Lo stesso avviene nella deambulazione, il bambino impara gradualmente a coordinare i suoi movimenti, in funzione di una serie di prove ed errori, anche sulla base di un processo di rafforzamento del proprio sistema muscolo-scheletrico. Una volta acquista l’intera sequenza, il bambino saprà camminare da solo e senza l’aiuto dei genitori.
Il linguaggio segue la stessa logica, ma a differenza dell’attività motoria, il linguaggio ha una importante valore relazionale, poiché attraverso di esso siamo capaci di estrinsecare emozioni di varia natura, ed intensità. Soprattutto in alcune esperienze negative o traumatiche, anche a forte valenza aggressiva, queste emozioni possono essere alla base della sintomatologia del balbettare.

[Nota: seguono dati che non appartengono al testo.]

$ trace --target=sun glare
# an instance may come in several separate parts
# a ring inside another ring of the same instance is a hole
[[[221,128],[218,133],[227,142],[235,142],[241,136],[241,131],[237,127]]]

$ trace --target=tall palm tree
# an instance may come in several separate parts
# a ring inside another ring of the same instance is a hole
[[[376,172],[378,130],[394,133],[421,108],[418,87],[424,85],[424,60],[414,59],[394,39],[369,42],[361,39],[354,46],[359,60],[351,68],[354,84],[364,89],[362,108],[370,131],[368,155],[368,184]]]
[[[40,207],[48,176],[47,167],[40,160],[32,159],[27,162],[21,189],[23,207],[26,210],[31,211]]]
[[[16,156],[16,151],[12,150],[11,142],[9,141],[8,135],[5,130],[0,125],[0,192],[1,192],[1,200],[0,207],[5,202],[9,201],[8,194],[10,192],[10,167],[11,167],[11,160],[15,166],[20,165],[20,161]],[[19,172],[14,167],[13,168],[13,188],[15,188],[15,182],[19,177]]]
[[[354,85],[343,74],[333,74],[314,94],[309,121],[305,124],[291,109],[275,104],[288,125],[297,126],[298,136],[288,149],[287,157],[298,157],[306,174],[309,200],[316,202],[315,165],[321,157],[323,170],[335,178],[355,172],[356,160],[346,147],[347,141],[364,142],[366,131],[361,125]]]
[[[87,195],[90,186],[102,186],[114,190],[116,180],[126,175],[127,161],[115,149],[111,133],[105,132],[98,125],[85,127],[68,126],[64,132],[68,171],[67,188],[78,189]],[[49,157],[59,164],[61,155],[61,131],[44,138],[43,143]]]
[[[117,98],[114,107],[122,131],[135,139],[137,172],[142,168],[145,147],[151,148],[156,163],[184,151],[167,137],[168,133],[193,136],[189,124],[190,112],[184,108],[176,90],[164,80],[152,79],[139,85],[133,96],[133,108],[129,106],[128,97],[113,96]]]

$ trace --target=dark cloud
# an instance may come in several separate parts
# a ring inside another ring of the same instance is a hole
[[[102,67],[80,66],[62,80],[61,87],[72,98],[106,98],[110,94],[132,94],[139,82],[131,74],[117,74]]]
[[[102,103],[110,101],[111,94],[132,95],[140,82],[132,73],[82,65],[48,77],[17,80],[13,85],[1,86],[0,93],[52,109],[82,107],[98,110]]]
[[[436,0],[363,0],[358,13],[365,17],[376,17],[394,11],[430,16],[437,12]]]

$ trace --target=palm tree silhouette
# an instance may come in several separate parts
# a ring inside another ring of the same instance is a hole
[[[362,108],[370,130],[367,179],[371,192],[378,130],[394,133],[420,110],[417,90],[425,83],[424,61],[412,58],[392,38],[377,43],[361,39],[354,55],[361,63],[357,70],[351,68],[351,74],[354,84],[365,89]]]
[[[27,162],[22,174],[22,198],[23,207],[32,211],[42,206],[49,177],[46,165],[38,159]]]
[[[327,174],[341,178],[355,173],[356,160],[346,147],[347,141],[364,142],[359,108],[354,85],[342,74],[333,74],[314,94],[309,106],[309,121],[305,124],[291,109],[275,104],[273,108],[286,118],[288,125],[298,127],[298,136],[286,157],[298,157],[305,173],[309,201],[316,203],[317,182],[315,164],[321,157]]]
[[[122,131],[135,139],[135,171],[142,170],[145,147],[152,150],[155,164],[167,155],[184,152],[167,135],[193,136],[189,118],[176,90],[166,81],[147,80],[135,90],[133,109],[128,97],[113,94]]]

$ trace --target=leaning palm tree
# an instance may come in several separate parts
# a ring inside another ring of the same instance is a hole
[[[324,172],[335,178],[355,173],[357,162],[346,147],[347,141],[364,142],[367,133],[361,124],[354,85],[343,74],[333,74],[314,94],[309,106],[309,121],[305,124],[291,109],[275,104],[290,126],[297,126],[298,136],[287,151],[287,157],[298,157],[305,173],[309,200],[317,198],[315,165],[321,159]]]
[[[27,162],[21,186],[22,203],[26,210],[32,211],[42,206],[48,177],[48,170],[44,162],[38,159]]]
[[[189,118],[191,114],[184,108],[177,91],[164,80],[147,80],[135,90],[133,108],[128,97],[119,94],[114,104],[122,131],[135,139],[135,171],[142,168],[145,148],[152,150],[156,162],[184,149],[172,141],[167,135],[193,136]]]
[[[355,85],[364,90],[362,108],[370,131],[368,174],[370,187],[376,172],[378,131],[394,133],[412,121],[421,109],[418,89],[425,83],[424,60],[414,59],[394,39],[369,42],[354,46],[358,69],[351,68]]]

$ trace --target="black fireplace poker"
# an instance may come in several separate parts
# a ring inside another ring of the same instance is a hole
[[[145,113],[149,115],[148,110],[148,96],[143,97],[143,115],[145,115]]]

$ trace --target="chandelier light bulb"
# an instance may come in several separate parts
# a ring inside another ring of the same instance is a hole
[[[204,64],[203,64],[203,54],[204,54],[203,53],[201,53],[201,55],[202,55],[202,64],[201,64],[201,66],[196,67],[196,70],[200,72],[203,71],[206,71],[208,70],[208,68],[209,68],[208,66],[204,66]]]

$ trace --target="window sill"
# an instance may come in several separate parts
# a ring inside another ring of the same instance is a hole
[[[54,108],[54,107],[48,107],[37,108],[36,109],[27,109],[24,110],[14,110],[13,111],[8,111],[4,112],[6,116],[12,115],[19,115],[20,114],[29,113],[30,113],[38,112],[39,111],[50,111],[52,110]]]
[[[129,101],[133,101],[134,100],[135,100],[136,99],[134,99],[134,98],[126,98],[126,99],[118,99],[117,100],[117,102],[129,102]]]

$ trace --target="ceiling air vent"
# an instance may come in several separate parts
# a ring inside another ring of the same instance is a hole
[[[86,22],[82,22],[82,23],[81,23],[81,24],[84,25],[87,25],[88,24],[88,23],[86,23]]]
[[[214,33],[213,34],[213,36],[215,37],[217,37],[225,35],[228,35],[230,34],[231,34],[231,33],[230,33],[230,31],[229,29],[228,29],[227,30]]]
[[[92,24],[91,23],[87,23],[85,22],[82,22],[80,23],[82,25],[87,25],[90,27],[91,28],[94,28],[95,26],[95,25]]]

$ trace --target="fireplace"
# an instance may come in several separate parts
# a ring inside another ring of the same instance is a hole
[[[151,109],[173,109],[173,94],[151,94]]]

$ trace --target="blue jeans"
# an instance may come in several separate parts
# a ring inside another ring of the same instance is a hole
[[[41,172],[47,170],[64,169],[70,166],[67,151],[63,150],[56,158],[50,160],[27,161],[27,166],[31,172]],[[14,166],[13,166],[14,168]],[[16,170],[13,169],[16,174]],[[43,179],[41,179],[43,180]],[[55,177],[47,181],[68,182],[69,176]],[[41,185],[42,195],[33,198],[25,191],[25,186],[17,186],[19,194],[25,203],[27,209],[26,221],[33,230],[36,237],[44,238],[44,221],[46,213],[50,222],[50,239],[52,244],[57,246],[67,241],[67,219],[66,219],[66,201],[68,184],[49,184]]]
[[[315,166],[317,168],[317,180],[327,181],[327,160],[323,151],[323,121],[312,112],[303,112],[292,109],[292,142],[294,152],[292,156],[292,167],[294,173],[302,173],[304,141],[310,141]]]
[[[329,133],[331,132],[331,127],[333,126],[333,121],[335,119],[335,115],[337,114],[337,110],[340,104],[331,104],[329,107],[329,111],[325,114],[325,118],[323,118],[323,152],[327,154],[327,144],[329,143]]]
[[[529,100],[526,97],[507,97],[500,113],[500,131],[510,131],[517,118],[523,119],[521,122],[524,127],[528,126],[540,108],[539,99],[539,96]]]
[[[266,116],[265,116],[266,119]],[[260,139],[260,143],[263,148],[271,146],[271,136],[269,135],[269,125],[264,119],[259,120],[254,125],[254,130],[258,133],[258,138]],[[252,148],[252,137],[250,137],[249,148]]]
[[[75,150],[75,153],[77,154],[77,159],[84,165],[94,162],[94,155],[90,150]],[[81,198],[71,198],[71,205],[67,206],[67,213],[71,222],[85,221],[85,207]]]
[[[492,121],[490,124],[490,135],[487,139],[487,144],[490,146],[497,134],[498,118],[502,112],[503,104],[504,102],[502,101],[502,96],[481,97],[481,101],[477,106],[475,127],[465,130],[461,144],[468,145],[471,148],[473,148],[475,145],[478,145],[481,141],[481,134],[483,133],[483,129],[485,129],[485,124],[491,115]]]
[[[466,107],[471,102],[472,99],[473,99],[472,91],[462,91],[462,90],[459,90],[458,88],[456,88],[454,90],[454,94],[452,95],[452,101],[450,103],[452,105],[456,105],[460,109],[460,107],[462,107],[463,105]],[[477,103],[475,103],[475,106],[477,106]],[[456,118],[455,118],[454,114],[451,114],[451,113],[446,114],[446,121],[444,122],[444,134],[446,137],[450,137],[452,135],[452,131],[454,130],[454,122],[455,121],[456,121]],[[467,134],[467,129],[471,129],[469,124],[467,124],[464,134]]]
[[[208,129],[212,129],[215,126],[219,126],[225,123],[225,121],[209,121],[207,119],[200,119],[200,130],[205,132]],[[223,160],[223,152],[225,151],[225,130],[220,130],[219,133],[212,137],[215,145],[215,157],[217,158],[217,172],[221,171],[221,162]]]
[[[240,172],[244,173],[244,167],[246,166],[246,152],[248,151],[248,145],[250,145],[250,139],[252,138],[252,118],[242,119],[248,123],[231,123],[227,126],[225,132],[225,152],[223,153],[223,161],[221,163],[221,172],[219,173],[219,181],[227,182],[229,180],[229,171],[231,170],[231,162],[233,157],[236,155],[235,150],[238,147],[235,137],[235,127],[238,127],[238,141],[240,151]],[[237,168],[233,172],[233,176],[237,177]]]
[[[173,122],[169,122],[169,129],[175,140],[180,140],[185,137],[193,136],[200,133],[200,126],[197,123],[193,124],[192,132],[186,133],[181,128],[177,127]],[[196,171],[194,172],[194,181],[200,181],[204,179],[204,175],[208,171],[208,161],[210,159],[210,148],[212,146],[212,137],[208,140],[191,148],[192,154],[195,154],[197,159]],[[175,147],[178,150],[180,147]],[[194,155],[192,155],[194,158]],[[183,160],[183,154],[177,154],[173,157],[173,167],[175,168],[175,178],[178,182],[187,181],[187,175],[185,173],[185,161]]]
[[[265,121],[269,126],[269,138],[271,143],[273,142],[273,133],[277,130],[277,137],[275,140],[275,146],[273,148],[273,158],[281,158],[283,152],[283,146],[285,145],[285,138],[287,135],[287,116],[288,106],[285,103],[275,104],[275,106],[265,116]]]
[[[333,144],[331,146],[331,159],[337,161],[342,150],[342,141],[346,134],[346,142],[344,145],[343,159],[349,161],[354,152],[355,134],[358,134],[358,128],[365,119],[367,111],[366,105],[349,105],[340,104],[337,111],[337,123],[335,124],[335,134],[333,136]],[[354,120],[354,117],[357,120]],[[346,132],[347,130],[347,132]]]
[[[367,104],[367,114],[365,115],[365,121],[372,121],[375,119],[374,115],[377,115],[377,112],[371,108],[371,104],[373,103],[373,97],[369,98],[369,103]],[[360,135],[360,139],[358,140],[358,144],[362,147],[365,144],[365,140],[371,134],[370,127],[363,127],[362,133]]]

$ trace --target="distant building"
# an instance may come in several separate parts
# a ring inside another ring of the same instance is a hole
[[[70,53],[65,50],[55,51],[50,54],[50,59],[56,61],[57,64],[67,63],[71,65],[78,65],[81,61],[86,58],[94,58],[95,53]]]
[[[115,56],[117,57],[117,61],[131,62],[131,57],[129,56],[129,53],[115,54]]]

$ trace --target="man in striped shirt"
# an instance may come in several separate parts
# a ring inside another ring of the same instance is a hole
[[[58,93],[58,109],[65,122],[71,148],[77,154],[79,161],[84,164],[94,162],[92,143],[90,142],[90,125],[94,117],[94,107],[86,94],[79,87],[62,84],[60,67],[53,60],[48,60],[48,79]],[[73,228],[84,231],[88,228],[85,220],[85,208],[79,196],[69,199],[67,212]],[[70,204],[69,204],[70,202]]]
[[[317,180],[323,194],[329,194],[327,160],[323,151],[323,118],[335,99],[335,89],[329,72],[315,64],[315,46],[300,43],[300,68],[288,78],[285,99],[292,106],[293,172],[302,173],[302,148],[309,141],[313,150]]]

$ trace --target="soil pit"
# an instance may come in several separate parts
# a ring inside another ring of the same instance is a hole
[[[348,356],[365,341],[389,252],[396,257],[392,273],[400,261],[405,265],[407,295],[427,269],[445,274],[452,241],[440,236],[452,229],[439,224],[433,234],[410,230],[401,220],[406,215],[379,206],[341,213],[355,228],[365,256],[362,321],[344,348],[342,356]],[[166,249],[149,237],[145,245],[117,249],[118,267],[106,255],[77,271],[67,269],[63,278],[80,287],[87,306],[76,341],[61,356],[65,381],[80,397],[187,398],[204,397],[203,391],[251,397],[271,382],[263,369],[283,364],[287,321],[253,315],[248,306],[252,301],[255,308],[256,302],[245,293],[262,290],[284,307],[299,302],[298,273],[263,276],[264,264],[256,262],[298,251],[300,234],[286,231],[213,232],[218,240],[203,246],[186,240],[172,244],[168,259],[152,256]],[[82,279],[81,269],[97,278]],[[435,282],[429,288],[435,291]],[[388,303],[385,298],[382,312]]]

Queste ricerche del dott. Bitetti, che peraltro è autore di tre libri sulla balbuzie (2001,2006, 2010) l’ultimo tradotto anche in inglese ( Stammering an Integrated Approach) e tedesco, si sono concentrate sul meccanismo del controllo emozionale e nel caso di chi è affetto da balbuzie, diventa un controllo della parte periferica del linguaggio, ossia, la parola.
La stragrande maggioranza della popolazione non controlla la parola mentre parla, sa che sarà un processo automatico, così come avviene nella deambulazione. Nessuno si sognerebbe di controllare e di verificare i movimenti delle gambe durante una passeggiata o durante una corsa, se lo facessimo, rischieremmo di bloccarci o di condizionare fortemente l’attività spontanea.
Pertanto, è il controllo il vero elemento negativo di chi balbetta ( A. Bitetti, Emozioni, Comportamento e Controllo,2016) ed è un aspetto appreso da bambino, in concomitanza di eventi a forte valenza negativa, quale la nascita di un fratellino, la conflittualità tra genitori o esperienze diverse in cui predomina frustrazione e conseguente aggressività. Se lasciato libero di consolidarsi, a lungo andare, il meccanismo del controllo può creare un disturbo cronico, comunemente chiamato balbuzie.
https://www.amazon.com/author/antoniobitetti
Se mantenuto attivo, questo disturbo rischia di compromettere la normale crescita relazionale, ed emotiva del bambino. Se non curato profondamente, il bambino balbuziente può diventare un ragazzo balbuziente, o un adolescente balbuziente, fino a fargli acquisire da adulto, quello che il dott. Bitetti definisce: “l’abito del balbuziente”.